I don’t usually discuss my spiritual life with devout Christians.  At least, I don’t tell them about Guru, I tend to keep our conversations Christ-centered.  This school is the most respected and probably also the most conservative and single-focused of all the Bible colleges in the US.  Many of the students are children of missionaries.  It’s not the place to break out my mala beads and to chant from the Shiva Ratri.  They would not be able to understand a spiritual tradition apart from the Christian faith.  So, how do I go about offering Guru’s light if I can’t talk about Guru?  This is a quandary, a dilemma.

At the same time, because it is a religious school, the students are different from the kids I meet at other colleges.  Alcohol is prohibited, as are drugs of any kind.  Chapel is mandatory, lasts two hours and is held three days a week.  Every student carries a Bible with them everywhere they go.  When I go to this tournament, and I go every year, I will sometimes stop a student (not a wrestler!) in his tracks and just ask him a random philosophical question, like “What is beauty?  Or “Mind and brain- same or different?”  And no matter what else he has to do, very often this random college guy will talk to me for ten minutes and tell me his thoughts on the subject.  His arguments will be thoughtful, practiced and supported by wide and deep reading.  I invariably come away from these conversations impressed.
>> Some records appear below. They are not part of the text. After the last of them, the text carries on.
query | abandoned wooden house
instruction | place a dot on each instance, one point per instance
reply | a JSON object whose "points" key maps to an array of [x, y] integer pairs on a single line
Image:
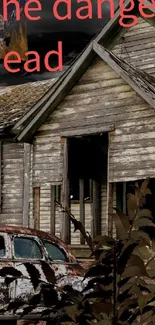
{"points": [[83, 138]]}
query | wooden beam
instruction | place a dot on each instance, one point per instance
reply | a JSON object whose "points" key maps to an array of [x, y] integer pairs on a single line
{"points": [[36, 207], [65, 222], [1, 171], [110, 209], [87, 131], [96, 213], [108, 58], [82, 208], [124, 197], [52, 220], [26, 191], [65, 85]]}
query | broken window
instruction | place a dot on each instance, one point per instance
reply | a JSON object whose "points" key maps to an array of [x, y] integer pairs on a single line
{"points": [[2, 247], [54, 252], [26, 248]]}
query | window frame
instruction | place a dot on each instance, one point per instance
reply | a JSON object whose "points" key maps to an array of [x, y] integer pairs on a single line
{"points": [[33, 238], [60, 248]]}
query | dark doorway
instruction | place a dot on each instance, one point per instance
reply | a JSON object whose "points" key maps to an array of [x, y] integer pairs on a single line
{"points": [[87, 160]]}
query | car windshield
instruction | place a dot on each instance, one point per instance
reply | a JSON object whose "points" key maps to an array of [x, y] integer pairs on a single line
{"points": [[54, 252], [26, 248]]}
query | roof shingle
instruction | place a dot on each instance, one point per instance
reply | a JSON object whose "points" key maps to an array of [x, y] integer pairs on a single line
{"points": [[16, 100]]}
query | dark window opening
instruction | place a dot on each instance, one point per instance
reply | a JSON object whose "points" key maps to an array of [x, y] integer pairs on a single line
{"points": [[2, 247], [26, 248], [87, 162], [54, 252], [75, 189]]}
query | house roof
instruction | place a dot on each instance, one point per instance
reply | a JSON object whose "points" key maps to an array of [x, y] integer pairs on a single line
{"points": [[30, 119], [16, 100]]}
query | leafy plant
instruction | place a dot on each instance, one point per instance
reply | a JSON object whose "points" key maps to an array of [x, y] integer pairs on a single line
{"points": [[121, 281]]}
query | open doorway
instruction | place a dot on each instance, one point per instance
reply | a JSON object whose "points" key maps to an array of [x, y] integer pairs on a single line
{"points": [[87, 171]]}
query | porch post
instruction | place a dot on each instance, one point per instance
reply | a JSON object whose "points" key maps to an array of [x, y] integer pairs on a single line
{"points": [[65, 222], [110, 209], [82, 208], [96, 211]]}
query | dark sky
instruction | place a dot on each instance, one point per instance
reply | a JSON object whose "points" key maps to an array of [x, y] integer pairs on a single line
{"points": [[42, 34]]}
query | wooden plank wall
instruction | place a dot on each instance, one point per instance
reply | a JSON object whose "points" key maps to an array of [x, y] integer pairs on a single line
{"points": [[102, 98], [138, 46], [12, 184]]}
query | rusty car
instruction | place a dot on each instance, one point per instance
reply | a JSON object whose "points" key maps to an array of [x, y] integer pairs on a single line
{"points": [[21, 246]]}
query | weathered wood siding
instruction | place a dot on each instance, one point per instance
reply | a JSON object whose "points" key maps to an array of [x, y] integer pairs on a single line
{"points": [[12, 184], [138, 46], [102, 98]]}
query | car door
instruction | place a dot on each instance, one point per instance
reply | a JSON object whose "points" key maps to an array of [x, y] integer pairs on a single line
{"points": [[66, 271], [27, 252], [5, 261]]}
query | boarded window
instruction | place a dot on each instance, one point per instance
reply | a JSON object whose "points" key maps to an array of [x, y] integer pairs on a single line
{"points": [[2, 247], [54, 252], [26, 248]]}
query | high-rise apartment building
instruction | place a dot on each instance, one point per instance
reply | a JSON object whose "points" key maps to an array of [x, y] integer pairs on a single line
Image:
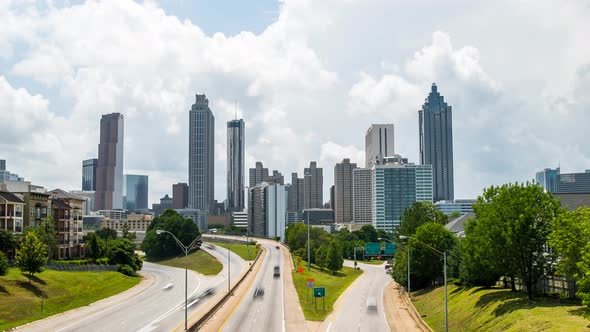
{"points": [[343, 195], [180, 196], [547, 179], [109, 173], [362, 192], [258, 174], [378, 144], [201, 155], [436, 143], [397, 187], [267, 210], [235, 165], [313, 178], [136, 192], [89, 168]]}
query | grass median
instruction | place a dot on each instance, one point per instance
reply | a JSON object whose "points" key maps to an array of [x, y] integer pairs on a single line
{"points": [[247, 252], [199, 261], [22, 302], [497, 309], [334, 284]]}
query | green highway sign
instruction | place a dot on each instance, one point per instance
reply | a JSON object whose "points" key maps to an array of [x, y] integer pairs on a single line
{"points": [[373, 249], [390, 248], [319, 292]]}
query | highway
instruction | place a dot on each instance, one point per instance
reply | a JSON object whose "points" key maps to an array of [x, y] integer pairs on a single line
{"points": [[353, 313], [264, 312], [160, 307]]}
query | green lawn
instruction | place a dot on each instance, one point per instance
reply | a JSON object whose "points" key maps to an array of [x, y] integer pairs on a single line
{"points": [[480, 309], [335, 285], [20, 302], [247, 253], [198, 260]]}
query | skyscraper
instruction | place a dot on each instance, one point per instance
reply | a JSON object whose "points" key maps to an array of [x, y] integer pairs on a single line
{"points": [[180, 196], [378, 144], [109, 173], [313, 178], [136, 192], [362, 195], [342, 203], [235, 165], [436, 143], [89, 174], [258, 174], [201, 155]]}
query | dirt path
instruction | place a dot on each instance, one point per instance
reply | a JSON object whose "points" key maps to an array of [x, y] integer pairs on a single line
{"points": [[401, 316]]}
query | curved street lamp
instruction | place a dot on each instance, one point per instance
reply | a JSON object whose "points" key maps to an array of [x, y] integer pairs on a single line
{"points": [[185, 249], [408, 250], [444, 255]]}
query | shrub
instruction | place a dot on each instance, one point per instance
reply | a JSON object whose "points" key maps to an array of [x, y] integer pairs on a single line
{"points": [[127, 270]]}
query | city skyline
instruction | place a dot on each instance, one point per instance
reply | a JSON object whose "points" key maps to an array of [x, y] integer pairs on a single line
{"points": [[290, 96]]}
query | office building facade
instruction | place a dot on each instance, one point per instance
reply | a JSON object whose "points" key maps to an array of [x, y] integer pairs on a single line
{"points": [[201, 155], [378, 144], [573, 183], [362, 184], [180, 196], [313, 178], [136, 192], [436, 143], [109, 173], [396, 188], [235, 165], [89, 168], [342, 199]]}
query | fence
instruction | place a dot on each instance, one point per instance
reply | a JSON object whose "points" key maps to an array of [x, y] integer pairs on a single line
{"points": [[81, 268]]}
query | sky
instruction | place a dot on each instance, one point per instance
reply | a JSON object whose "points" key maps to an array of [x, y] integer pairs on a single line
{"points": [[308, 77]]}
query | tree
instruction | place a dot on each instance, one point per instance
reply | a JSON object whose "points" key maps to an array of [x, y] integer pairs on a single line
{"points": [[570, 235], [334, 260], [47, 233], [513, 223], [3, 264], [428, 265], [8, 243], [32, 255], [419, 214], [164, 245]]}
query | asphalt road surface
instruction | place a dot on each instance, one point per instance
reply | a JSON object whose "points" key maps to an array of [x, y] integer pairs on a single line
{"points": [[160, 307], [259, 312], [362, 307]]}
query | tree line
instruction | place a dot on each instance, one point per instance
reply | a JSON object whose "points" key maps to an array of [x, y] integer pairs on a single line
{"points": [[519, 235]]}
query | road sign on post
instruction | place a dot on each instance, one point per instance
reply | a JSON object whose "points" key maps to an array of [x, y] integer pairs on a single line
{"points": [[373, 249]]}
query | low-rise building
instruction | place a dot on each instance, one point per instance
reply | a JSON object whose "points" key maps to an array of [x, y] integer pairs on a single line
{"points": [[11, 212]]}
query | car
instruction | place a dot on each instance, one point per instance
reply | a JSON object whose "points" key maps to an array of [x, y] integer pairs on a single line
{"points": [[371, 304]]}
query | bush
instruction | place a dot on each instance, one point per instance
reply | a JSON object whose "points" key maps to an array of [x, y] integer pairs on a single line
{"points": [[127, 270], [3, 264]]}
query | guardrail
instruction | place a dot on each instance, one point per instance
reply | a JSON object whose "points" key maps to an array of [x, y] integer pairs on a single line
{"points": [[199, 323]]}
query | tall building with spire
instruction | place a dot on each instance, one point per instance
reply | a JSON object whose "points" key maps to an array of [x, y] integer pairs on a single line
{"points": [[235, 165], [109, 172], [436, 143], [201, 155]]}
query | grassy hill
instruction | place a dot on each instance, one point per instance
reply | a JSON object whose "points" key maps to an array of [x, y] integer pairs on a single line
{"points": [[480, 309], [21, 302]]}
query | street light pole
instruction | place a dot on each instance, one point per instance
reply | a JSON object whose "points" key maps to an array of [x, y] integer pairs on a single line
{"points": [[444, 255], [185, 249]]}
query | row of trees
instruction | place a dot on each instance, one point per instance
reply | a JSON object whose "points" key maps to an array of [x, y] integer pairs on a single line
{"points": [[163, 245], [519, 233]]}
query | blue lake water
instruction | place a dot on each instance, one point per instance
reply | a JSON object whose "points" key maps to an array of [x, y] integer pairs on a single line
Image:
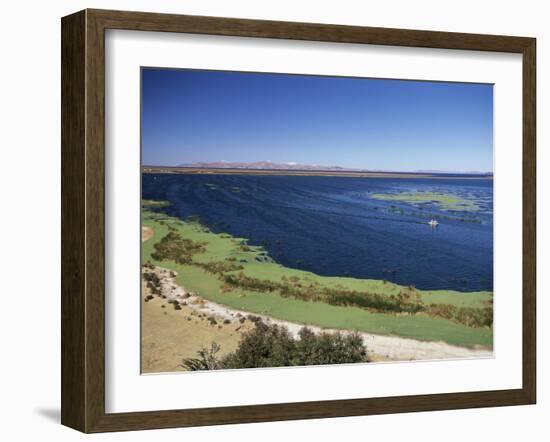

And it’s not totally true either that I can’t mention Guru or my own spiritual path.  Some of the guys there have expressed tremendous interest in the meaning and origin of my name, and how I got it from an Indian Guru.  I’ve been rejected out of hand as a non-Christian, but some people there are fascinated by meditation and Eastern mysticism.  I think I have more in common with these guys than I do with most people in the secular world.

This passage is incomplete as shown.